If I may presume, I think we can find inspiration for this in the acts of Jesus himself (Mark 11:15–17):

He entered the temple and began to drive out those who were engaged there in buying and selling. He overturned the tables of the money changers and the seats of those who were selling doves. Nor would he allow anyone to carry anything through the temple. Then he taught them, saying: “Is it not written: ‘My house shall be called a house of prayer for all the nations’? But you have made it a den of thieves.”

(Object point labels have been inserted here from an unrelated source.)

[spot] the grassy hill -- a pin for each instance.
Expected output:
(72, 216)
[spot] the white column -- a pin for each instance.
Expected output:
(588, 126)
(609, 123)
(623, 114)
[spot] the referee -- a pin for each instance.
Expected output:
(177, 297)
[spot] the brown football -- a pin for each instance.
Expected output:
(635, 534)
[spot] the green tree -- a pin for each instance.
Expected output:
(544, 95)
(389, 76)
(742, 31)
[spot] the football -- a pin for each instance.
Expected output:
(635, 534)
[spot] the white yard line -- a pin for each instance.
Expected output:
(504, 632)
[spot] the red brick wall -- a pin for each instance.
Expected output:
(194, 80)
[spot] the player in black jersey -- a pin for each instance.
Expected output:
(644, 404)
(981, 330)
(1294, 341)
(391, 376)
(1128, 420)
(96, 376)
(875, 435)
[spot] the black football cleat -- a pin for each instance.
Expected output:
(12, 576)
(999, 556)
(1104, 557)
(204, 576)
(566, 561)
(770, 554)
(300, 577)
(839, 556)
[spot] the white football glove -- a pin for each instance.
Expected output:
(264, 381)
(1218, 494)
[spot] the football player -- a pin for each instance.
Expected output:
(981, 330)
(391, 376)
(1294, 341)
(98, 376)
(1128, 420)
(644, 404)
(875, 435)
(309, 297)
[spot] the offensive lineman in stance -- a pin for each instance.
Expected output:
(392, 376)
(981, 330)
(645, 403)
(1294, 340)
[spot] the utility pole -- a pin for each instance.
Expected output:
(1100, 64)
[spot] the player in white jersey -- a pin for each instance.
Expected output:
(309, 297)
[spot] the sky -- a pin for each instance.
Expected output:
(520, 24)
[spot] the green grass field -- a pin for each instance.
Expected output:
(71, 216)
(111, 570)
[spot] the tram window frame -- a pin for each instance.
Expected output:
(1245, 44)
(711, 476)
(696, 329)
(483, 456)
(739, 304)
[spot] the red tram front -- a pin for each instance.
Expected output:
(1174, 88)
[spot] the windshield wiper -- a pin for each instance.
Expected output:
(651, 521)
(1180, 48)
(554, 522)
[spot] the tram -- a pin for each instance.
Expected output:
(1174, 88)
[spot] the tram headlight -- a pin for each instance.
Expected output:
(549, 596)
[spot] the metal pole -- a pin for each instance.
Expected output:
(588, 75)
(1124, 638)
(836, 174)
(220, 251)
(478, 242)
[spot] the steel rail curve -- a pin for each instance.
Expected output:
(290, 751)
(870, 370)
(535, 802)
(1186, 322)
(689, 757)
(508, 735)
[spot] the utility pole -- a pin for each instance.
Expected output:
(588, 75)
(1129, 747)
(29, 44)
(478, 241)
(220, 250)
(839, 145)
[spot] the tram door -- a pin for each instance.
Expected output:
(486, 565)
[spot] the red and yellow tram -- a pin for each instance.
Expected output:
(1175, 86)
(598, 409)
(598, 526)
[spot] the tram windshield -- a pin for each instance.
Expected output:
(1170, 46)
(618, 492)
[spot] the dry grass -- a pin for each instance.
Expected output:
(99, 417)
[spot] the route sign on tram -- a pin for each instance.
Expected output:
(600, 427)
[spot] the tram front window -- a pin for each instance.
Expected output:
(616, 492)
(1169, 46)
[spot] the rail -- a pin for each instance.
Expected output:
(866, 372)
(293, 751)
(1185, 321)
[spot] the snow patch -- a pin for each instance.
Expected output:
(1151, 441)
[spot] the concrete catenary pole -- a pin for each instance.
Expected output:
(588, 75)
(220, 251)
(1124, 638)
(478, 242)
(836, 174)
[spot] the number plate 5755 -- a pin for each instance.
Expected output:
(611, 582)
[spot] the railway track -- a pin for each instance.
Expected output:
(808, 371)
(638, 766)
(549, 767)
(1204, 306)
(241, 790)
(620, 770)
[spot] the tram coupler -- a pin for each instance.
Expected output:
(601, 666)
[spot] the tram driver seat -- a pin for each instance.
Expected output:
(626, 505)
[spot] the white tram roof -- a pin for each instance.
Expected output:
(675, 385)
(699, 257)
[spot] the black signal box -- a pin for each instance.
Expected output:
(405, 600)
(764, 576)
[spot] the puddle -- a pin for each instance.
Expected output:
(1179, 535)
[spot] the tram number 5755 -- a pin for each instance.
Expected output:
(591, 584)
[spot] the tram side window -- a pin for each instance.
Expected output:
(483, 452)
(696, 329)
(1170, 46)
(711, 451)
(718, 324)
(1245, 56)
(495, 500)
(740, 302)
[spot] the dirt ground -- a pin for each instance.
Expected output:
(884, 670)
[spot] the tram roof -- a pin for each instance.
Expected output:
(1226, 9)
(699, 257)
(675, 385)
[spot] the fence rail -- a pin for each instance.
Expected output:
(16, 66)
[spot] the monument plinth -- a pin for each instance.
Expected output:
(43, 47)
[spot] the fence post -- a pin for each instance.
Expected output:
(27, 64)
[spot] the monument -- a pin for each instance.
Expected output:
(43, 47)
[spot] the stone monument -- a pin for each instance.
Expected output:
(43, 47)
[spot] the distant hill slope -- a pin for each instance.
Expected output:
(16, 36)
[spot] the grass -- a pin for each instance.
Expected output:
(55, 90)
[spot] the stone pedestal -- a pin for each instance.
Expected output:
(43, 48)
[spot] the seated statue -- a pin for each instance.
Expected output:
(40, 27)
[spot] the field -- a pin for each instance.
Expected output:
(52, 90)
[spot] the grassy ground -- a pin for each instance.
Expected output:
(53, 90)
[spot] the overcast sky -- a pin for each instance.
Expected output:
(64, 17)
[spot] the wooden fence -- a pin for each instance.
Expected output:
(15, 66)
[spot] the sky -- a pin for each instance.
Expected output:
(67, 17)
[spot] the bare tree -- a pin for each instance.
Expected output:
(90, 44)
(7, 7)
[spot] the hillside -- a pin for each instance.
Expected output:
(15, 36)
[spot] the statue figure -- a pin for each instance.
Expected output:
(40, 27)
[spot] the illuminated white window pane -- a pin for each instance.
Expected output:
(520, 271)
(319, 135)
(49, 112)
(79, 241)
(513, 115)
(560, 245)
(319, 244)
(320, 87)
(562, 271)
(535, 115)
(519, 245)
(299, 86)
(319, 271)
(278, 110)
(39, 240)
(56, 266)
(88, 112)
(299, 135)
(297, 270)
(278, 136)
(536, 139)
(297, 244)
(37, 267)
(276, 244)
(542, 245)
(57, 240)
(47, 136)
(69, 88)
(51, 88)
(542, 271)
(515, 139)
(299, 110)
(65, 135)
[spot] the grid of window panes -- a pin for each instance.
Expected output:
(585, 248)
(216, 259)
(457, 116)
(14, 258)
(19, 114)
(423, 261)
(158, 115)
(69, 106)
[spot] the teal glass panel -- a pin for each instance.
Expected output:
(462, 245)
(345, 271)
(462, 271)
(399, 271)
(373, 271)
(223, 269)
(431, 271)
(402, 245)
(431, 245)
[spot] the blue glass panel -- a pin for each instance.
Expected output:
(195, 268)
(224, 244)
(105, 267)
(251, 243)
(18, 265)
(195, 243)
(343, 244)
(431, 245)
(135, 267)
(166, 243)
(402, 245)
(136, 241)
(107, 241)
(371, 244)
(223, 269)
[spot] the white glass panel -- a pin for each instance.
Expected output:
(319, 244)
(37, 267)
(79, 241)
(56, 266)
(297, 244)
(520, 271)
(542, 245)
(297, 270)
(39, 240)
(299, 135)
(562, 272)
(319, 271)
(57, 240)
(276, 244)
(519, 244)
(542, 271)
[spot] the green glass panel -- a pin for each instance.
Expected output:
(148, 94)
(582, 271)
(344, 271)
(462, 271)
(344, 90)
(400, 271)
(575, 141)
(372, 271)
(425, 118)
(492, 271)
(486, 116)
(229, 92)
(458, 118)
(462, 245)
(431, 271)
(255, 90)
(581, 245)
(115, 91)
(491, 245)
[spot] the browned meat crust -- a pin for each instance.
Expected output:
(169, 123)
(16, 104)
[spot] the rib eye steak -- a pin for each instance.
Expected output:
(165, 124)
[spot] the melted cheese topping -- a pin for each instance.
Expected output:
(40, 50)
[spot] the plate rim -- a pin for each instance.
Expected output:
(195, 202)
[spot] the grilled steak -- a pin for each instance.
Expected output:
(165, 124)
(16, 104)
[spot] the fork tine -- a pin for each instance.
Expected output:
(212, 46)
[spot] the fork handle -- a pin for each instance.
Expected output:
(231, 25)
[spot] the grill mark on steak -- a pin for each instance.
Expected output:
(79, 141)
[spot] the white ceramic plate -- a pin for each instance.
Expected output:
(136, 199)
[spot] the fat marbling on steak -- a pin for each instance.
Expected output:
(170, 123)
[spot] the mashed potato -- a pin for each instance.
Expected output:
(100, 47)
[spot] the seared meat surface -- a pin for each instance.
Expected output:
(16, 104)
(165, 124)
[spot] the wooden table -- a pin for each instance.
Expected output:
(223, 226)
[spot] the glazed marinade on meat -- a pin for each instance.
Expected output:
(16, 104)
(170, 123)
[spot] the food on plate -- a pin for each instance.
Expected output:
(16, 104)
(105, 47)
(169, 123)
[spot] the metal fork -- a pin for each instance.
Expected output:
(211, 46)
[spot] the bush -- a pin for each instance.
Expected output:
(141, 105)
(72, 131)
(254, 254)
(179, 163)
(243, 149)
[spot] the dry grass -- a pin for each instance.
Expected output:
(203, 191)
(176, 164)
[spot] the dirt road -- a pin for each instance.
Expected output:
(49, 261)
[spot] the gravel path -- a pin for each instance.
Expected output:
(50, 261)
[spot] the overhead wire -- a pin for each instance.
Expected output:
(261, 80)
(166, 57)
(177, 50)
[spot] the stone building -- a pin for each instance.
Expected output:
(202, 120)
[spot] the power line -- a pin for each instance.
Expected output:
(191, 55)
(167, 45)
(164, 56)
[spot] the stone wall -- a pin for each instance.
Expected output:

If we consider humanity to be sacred, then should not our minds be treated with the same reverence as a temple? Those who would colonize the human mind with machines, corrupting education and knowledge in service of power, are they not buying and selling the precious gift of human intelligence? And in their wanton destruction of our living planet, our only home in the universe, are they not selling doves, living creatures to be sacrificed in the house of god? Is the AI industry not simply one den of thieves, whose sole form of income is the appropriation of the work of others? Should we not bar them from using humanity to traffic their wares?

The teachings and acts of Jesus offer a way forward for principled resistance to corruption. Jesus did not wait to build consensus before acting against the corrupt; he acted, and inspired community through his actions. The Church cannot take this path so long as it stands on a stage beside the ultra-rich elite, issuing pleas for moderation when what is needed is the overturning of the tables. Magnifica humanitas, for all its warm-hearted elevation of a humane future for humanity, is positioned as a criticism of AI, but is ultimately an endorsement.